Die Ampel-Koalition hat die Aufnahme gemeinwohlorientierten Journalismus in die Liste der steuerbegünstigten Zwecke im Koalitionsvertrag vereinbart. Wir halten es für relevant, dieses Ziel gesetzlich zu regeln und schlagen den freien und nicht mit Bezahlhürden verbundenen Zugang zu den Inhalten als ein Kriterium vor.

Politische Bildung muss rechtssicher möglich sein

Das Demokratische Zentrum Ludwigsburg veranstaltet seit 1980 Lesungen, Kabarettabende und Konzerte, bietet Workshops zur politischen Bildung an und engagiert sich gegen Rassismus, Homophobie und andere menschenfeindliche Einstellungen.
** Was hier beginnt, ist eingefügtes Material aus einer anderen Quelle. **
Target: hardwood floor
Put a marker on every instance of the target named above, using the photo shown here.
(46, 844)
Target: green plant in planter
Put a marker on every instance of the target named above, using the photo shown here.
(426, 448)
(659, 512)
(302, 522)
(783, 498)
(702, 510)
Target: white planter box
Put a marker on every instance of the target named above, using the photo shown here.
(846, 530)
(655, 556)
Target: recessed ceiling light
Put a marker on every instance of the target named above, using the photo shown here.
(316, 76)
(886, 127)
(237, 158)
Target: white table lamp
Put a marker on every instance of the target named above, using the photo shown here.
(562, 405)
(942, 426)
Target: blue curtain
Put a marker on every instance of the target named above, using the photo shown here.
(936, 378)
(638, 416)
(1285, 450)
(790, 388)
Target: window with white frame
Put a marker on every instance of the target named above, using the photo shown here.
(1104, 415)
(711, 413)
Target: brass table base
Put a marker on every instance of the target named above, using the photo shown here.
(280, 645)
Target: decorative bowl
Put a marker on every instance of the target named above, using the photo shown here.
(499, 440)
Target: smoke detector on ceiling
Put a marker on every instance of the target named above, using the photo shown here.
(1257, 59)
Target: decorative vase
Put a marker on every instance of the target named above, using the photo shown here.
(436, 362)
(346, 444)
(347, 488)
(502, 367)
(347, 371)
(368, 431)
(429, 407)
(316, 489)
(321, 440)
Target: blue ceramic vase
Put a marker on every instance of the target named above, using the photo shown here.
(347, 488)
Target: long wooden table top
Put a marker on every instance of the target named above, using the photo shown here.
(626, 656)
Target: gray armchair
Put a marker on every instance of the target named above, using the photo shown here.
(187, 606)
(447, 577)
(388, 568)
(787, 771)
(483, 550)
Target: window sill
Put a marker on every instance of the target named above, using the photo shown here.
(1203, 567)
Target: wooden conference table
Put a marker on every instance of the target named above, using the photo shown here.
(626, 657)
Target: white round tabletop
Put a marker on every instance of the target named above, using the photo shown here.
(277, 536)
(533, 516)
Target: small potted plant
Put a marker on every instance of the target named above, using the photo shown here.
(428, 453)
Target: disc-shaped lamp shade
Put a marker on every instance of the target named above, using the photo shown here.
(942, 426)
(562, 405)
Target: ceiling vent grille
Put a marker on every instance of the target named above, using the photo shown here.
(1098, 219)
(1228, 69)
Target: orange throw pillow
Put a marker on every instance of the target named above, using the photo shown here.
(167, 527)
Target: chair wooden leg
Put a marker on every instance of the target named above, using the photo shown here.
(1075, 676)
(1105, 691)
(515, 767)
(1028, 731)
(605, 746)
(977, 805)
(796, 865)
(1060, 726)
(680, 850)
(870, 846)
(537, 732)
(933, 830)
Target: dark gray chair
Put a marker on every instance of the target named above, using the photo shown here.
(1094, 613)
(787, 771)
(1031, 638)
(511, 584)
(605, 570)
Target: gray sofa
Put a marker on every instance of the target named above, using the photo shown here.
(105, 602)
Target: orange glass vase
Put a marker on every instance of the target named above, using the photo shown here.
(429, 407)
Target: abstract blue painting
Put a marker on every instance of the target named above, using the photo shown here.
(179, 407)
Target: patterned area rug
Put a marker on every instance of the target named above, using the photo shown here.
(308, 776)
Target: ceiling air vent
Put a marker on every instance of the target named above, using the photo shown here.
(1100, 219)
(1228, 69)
Es fördert also gleichzeitig die Kultur und das demokratische Staatswesen – zwei Zwecke aus der Abgabenordnung. 2019 wurde dem Zentrum die Gemeinnützigkeit entzogen. Es hatte sich geweigert, Rechtsextreme zu seinen politischen Bildungsveranstaltungen zuzulassen. Das Finanzamt sah darin eine Verletzung des Prinzips der „geistigen Offenheit“. Mehr über den dreijährigen Rechtsstreit, an dessen Ende das Zentrum die Gemeinnützigkeit zurück erhielt, erfahren Sie hier. Das Problem: Eine restriktive Auslegung des Prinzips der „geistigen Offenheit“ führt dazu, dass in der Erinnerungsarbeit und der politischen Bildung die Aufklärung über und Positionierung gegen rassistische, antisemitische oder anderweitig demokratiefeindliche Einstellungen zu einer Aberkennung der Gemeinnützigkeit führen kann.

In einem offenen Brief der Allianz Rechtssicherheit für politische Willensbildung, den Wikimedia Deutschland unterstützt, haben wir Vorschläge gemacht, wie die Abgabenordnung zu verändern ist, damit gemeinnützige Vereine, die:

  • sich für ihre Vereinszwecke auch durch Äußerungen zu tagespolitischen Themen einsetzen,
  • an der politischen Willensbildung mitwirken oder
  • politische Bildung betreiben

dies auch tun können, ohne um den Status der Gemeinnützigkeit fürchten zu müssen.

In Paragraph 52 Absatz 2 Satz 2 unter Nummer 24 sollte der Zweck künftig lauten:

24. die allgemeine Förderung des demokratischen Staatswesens einschließlich der demokratischen Teilhabe, insbesondere der politischen Bildung (im Geltungsbereich dieses Gesetzes;) hierzu gehören nicht Bestrebungen, die nur bestimmte Einzelinteressen staatsbürgerlicher Art verfolgen oder (die auf den kommunalpolitischen Bereich beschränkt sind) die umfassende Unterstützung von einzelnen Parteien oder Wählergemeinschaften verfolgen; — Anmerkung: Gefettete Passagen sind neu in dem Satz, Passagen in Klammern sind alt und sollten gestrichen werden.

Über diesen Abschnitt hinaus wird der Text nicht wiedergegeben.